Establish a clear line of communication

A clear, direct, and regular line of communication between municipal and institutional leadership is vital to establishing the relationships and trust necessary to advance an anchor strategy and uncover the joint benefits of collaboration. Regular leadership meetings provide an opportunity to explore common interests and shared goals, as well as opportunities for joint projects and partnerships on many levels. They also help establish the leadership buy-in that is critical to success.

Initiate joint projects and planning efforts

Joint projects and planning efforts between anchor institutions, municipal government, and local communities can provide important opportunities to establish and grow partnerships, and determine points of common interest and benefit. New York, New Jersey, and Connecticut can incentivize this type of collaboration by providing grant funds to support joint projects and joint planning efforts; and prioritizing infrastructure investment, housing subsidies, and economic development funds for implementation of such efforts.

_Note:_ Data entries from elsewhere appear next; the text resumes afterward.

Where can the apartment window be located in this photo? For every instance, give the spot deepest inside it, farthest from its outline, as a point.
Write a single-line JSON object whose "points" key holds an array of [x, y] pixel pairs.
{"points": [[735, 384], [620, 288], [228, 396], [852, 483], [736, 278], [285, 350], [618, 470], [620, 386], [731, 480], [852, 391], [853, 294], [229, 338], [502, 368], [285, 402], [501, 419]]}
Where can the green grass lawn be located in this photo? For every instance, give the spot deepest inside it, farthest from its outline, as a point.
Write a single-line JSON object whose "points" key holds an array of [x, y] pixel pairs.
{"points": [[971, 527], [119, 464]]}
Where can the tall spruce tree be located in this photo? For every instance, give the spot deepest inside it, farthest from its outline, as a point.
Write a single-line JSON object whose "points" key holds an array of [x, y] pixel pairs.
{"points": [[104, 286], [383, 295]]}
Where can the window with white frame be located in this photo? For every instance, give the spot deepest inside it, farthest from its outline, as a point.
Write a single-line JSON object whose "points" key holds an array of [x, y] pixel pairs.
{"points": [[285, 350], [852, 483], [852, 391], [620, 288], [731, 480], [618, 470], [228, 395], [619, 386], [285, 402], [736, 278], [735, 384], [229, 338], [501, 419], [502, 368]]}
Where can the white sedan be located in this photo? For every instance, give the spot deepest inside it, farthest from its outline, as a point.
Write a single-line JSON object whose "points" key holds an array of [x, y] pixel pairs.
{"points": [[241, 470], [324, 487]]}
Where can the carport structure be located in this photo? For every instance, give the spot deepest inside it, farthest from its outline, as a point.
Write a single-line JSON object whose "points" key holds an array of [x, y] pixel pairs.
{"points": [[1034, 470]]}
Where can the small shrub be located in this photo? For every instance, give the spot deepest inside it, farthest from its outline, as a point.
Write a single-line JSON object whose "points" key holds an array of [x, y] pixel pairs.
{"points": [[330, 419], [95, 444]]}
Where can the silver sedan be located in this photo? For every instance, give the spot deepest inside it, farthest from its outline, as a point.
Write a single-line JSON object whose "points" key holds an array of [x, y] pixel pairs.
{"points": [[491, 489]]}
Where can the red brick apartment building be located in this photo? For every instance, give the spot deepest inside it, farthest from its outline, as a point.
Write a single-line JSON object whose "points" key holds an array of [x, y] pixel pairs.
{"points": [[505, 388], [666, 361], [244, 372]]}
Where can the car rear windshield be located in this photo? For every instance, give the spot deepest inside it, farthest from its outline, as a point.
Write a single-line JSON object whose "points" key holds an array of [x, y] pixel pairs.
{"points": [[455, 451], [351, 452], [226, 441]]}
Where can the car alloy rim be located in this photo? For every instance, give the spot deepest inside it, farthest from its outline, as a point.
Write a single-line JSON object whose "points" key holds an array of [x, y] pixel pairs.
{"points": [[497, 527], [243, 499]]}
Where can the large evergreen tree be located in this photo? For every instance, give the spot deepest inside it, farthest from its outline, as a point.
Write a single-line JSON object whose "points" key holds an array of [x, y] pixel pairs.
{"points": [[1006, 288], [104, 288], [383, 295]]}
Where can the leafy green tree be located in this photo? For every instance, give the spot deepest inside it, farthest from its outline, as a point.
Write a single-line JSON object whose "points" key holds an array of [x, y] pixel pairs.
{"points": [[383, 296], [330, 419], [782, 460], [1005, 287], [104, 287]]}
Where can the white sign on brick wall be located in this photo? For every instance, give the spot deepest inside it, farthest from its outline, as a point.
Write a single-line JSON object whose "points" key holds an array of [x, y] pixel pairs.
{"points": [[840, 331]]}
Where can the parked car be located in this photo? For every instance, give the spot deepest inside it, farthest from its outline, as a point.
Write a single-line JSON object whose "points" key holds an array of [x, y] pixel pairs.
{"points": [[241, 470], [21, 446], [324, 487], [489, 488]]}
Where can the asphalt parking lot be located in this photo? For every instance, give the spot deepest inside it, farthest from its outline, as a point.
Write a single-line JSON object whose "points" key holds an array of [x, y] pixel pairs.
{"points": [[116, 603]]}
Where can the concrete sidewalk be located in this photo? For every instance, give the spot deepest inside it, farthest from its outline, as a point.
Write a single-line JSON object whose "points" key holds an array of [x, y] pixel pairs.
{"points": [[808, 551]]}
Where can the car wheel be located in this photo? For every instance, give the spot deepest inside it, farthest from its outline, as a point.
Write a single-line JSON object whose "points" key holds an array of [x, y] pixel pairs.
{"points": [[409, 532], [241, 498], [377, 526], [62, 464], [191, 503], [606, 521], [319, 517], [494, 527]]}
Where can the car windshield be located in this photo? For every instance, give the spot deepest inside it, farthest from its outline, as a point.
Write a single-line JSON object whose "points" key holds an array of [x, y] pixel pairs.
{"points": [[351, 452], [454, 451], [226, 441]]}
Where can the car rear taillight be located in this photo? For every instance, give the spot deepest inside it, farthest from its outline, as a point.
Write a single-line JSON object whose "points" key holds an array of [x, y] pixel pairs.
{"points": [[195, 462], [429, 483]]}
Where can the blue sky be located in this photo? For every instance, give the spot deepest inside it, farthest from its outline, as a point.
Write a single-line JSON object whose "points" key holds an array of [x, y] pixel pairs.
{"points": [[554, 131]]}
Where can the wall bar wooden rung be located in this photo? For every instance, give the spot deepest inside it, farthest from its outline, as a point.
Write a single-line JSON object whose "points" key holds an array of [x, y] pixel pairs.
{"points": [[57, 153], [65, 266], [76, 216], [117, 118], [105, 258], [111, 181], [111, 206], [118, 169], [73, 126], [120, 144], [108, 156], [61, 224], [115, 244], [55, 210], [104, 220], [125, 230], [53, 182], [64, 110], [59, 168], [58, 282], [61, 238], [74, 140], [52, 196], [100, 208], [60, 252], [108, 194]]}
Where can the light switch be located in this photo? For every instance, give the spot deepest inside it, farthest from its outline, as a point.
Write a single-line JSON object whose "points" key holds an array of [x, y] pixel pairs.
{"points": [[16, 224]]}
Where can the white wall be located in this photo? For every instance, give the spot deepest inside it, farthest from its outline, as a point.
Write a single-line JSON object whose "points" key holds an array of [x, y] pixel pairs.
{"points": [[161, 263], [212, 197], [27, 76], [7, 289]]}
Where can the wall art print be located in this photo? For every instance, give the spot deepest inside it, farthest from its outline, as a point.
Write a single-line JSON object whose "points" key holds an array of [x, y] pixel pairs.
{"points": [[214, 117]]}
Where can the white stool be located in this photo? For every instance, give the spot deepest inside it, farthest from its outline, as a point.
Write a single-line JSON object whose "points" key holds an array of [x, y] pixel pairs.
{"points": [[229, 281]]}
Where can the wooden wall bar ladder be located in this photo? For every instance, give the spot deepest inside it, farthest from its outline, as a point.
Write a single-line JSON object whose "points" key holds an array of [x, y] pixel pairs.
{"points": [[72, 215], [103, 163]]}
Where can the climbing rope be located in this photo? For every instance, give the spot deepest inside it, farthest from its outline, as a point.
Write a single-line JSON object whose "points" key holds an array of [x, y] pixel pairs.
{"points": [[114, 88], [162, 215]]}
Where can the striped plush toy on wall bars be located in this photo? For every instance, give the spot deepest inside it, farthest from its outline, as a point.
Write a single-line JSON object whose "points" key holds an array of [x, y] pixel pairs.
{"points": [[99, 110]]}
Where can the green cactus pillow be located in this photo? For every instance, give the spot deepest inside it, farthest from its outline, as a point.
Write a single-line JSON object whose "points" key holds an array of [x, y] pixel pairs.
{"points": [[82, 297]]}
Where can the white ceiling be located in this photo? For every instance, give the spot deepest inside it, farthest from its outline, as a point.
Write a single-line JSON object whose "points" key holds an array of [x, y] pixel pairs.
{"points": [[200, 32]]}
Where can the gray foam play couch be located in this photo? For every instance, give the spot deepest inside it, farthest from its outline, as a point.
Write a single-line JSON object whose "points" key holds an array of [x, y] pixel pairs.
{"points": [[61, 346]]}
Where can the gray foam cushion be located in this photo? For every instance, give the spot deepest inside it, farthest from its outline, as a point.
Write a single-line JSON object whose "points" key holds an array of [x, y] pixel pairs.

The states should also explore leveraging federal programs, such as the Affordable Care Act’s community-benefit requirement, to encourage healthcare and other institutions to implement joint projects and planning efforts in partnership with their local community and municipal government.

Outcomes

By 2030, collaboration between anchor institutions, municipalities, and local communities should be standard practice and imbedded into the fabric of government and anchor institution operations throughout the region. Anchor strategies and community partnerships should be included in local comprehensive plans, and partnerships with municipalities and local neighborhoods should be included in anchor institutions’ strategic planning documents. The outcome of this cultural shift should include:

  • Collaborations between anchors and public schools, community colleges, vocational training centers, workforce intermediaries, and other community-based organizations to connect residents with jobs at the anchor institutions that have clear career pathways.
  • Mechanisms to facilitate anchor purchasing from local businesses, including minority-, women-, and employee-owned firms, by establishing targets and incentives for procurement, creating systems that allow multiple small businesses to provide bundled services to anchors, helping small businesses scale by connecting them to technical assistances and subcontracting opportunities, and addressing procurement barriers such as access to online hubs and contracting insurance and bonding requirements.
  • Anchor investment in quality affordable and mixed-income housing that can include partnering with or creating a subsidiary community development corporation, providing employer-assisted housing programs,or repurposing unused space or buildings for affordable and/or supportive housing.
  • Capital investments that can include removing walls, fences, and other physical barriers that separate institutions from their communities, intentionally connecting campuses to local streets with signage and uniform streetscapes, creating an accessible broadband network that spans both the anchor and the local neighborhood, and expanding transit access for both residents and employees.
  • Alignment of anchor core missions with local community needs and local expertise to sustain meaningful partnerships over the long term.

Paying for It

Establishing effective anchor strategies requires a commitment of staff resources necessary for developing relationships and growing sustainable collaborative institutional structures within government, institutions, and neighborhoods. Some new capital or programmatic investments may be needed from either the institution or municipality, but most investments would involve reprogramming or prioritization of existing resources.